Stadiums’ cost $10B higher than thought, Harvard researcher says
By Bloomberg News
Published: Tuesday, November 6, 2012, 7:34 p.m.
Updated: Tuesday, November 6, 2012
NEW YORK — Taxpayers spent about $10 billion more on stadiums and arenas for professional sports teams than they forecast, according to a new book by Harvard University urban planning associate professor Judith Grant Long.
The costs of land, infrastructure, operations and lost property taxes add 25 percent to the taxpayer bill for the 121 sports facilities in use during 2010, increasing the average public cost by $89 million to $259 million, up from $170 million commonly reported by the sports industry and media, she writes in the book “Public/Private Partnerships for Major League Sports Facilities.”

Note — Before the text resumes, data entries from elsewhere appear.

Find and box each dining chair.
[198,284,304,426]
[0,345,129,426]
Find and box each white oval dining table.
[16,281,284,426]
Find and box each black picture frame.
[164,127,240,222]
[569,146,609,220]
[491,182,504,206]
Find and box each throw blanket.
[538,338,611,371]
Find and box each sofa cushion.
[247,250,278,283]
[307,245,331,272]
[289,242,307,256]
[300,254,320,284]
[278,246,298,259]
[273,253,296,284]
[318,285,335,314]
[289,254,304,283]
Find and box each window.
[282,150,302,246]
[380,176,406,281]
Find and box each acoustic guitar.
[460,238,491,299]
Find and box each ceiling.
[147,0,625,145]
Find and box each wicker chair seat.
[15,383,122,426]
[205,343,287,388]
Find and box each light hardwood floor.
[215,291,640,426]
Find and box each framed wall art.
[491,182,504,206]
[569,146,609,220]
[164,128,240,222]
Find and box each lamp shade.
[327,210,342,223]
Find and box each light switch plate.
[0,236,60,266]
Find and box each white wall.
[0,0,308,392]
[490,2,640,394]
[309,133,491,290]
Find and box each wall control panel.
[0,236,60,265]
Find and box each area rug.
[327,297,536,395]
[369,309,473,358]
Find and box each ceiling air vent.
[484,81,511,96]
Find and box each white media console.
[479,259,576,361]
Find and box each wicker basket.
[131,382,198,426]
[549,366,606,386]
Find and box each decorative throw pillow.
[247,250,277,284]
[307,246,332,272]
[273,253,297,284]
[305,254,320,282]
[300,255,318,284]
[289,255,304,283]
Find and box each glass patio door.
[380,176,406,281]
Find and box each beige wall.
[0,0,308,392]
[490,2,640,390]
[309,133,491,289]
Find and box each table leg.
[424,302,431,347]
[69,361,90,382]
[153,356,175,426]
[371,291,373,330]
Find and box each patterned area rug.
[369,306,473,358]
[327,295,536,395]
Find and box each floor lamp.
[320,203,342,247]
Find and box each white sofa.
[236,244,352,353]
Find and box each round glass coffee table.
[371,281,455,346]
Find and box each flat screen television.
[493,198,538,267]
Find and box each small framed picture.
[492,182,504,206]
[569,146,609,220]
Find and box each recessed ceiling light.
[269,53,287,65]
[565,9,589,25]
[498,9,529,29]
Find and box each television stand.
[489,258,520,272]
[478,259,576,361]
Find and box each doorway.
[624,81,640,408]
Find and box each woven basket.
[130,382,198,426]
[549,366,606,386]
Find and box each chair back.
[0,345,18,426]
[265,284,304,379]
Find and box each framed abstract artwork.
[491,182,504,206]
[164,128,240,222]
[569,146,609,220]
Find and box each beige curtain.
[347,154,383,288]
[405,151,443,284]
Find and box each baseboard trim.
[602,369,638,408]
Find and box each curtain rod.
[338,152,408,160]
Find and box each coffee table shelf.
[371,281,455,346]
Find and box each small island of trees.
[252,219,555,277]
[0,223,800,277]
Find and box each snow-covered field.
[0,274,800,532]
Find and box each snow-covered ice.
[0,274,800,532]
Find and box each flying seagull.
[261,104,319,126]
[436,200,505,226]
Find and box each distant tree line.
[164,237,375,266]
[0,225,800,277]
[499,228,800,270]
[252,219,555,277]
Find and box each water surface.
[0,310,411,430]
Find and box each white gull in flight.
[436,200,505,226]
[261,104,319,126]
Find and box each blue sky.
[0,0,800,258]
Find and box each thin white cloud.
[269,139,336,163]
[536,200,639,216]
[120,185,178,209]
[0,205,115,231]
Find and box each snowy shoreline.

The book, released last month by Routledge, aims to help governments and taxpayers to reduce hidden subsidies to team owners by allowing them to compare stadium deals for their cities against those elsewhere. The average public-private partnership worked out to cost cities 78 percent and the teams 22 percent, she wrote.

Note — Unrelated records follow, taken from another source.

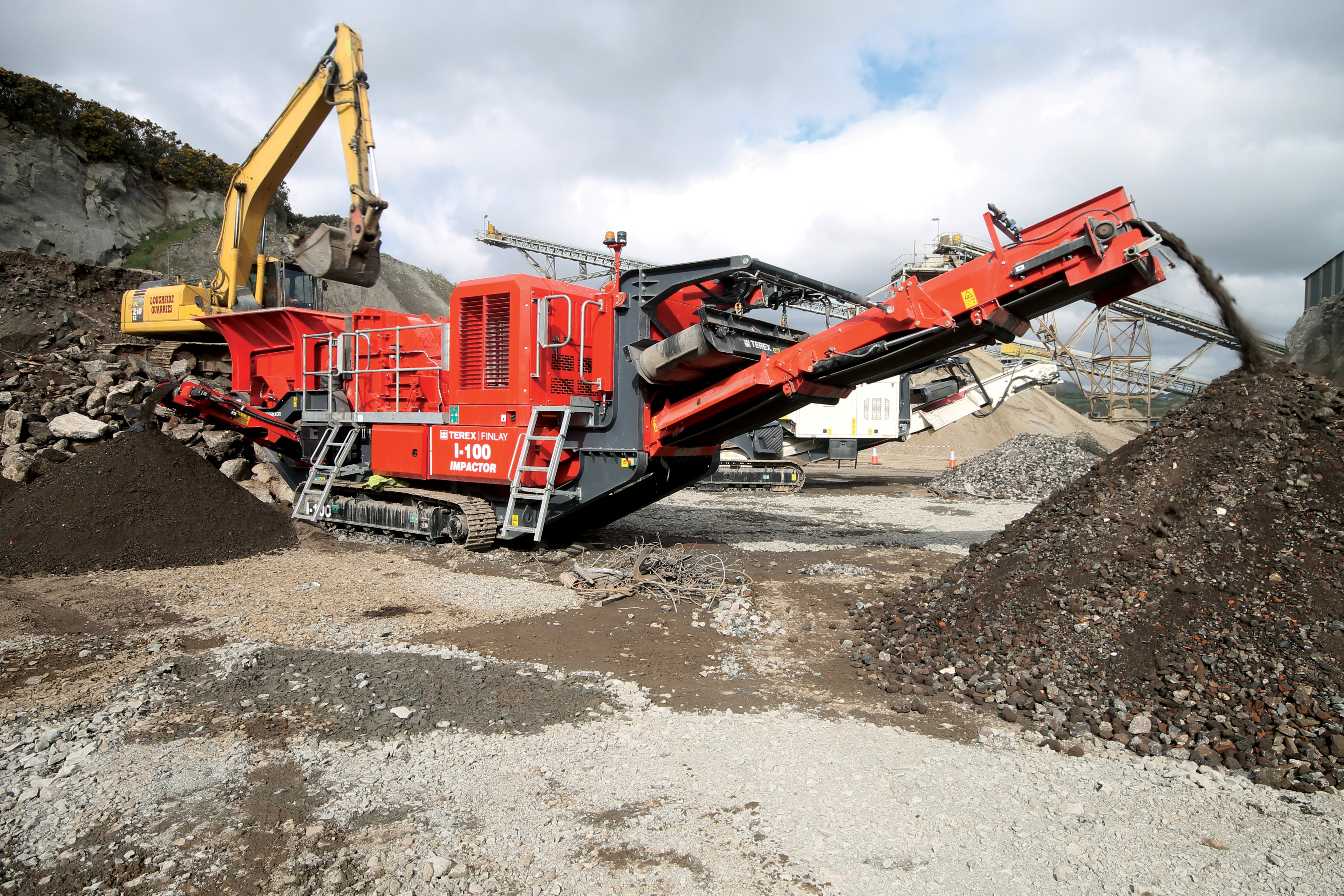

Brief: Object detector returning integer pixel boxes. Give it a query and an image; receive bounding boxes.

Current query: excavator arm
[121,25,387,341]
[220,17,387,309]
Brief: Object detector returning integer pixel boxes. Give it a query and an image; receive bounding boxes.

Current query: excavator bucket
[294,220,382,286]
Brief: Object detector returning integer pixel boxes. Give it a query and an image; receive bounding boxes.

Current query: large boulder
[219,457,251,482]
[50,414,108,442]
[0,445,39,481]
[105,380,145,414]
[1284,294,1344,385]
[0,407,23,447]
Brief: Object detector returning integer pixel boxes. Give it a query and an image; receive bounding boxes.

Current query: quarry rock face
[323,254,453,317]
[1285,295,1344,384]
[0,124,224,267]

“Given that popular reports set expectations of more or less equal partnerships between host cities and teams, these estimates of public cost indicate that the public/private partnerships underlying these deals are in fact highly uneven,” wrote Long, an associate professor at Harvard's graduate school of design.
Long's analysis added costs such as those for land, infrastructure and lost tax revenue, while subtracting money that flows back to states or cities from revenue or rent payments.

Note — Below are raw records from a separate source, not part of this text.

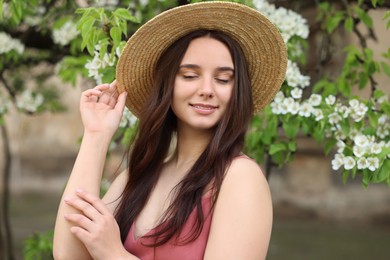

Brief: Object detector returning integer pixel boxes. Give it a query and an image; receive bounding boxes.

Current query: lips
[190,104,217,110]
[190,103,218,115]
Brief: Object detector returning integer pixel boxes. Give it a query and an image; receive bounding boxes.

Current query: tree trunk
[0,124,15,260]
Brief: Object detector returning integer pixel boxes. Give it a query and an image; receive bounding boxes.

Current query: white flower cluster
[0,32,24,54]
[53,21,79,46]
[286,60,310,88]
[271,89,324,121]
[95,0,119,7]
[85,43,123,84]
[119,107,138,128]
[16,89,44,113]
[332,134,390,171]
[253,0,309,42]
[3,2,12,19]
[24,6,46,26]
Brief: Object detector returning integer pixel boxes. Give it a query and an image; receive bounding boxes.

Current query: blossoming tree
[0,0,390,259]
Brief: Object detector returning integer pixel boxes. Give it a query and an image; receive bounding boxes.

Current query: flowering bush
[0,0,390,185]
[0,0,390,258]
[247,0,390,186]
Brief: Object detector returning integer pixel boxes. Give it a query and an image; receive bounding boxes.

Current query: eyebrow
[179,64,234,73]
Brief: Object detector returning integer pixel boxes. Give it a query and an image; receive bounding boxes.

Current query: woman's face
[172,37,234,133]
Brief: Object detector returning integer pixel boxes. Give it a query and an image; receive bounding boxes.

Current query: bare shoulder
[221,157,269,199]
[205,157,272,259]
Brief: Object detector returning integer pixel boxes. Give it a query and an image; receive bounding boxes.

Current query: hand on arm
[65,190,138,260]
[53,82,132,259]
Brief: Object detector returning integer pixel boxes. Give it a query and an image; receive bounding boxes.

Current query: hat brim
[116,2,287,116]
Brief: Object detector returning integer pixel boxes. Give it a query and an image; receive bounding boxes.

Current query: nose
[199,77,214,98]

“Professional sports stadiums are as close as you can get to a controlled experiment in urban design,” she said.
The public is at a disadvantage in negotiating those deals with sports teams and leagues, which have a monopoly on the supply of franchises and opaque finances, Long writes. The total cost of sport facilities has received little attention from researchers in part “because most economic analyses demonstrate that sports facilities produce very few or no net new economic benefits relative to construction costs alone, and so, in this sense, more accurate cost estimates would only serve to reinforce a case already made.”
Long concludes that, regardless of profit-sharing or rent, “public partners should avoid paying building costs.”